3rd also expected to be done with polishing end of october, a very nice yamato-den shinogi zurkuri katana, heat trated in the soshu tradition. Suguha hamon in nioi deki. Longish chu-kissaki. Slender blade but it has enough niku that it would handle heavy cutting no problem. I am also hunting for japanese fittings, I may go hondachi with this one. This blade will also be given a hadori polish.


4th I may be getting in a 1050 katana blade from John to give a polish to, no mount just a polish, not sure on this one as john was/is experimenting with some 1050 going after some more agressive types of hamon and activity. 

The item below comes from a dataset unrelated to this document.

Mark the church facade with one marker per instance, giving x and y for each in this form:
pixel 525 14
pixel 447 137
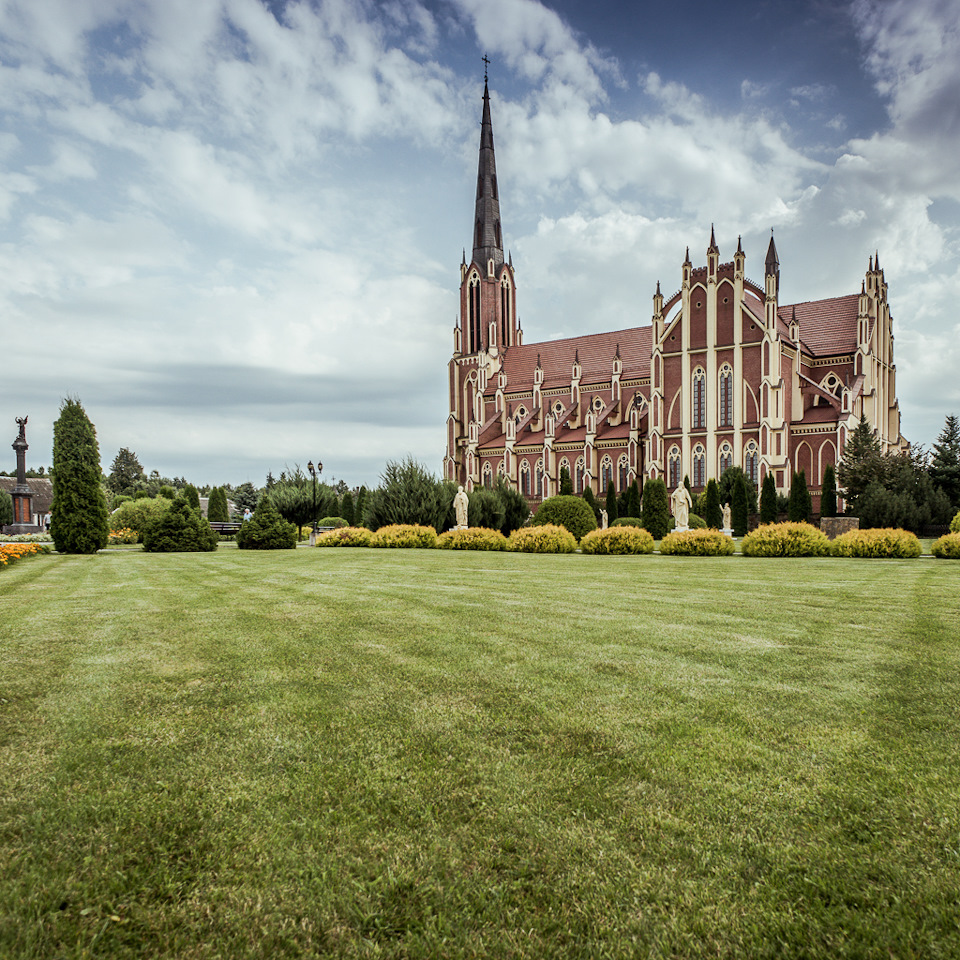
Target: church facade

Anyhow just some ramblings and a few things to keep an eye out for in the coming weeks.

Stay tuned.
-Karl

----------


## John Lundemo

The 1050 blade turned out mint, gonna send to karl for polishing. Karl I think you are going to flip when ya see the hamon on this. Since noone seems to like the giant tachi blade I made, I am going to play with it. Maybe I will shorten it or re-heat treat. At any rate I also have a couple wakizashi blades coming, when I can get to heat treating them.

----------


## Karl J

Just an amendment, the soshu shinogi zurkuri blade, I orginally thought had a suguha hamon on it, is in fact done in hitasura. I have decided against a hadori style finish on this blade, I am just going to see what the steel wants to do. 

Once again it seems John has shown his versitility in doing this sword this way.

-Karl

----------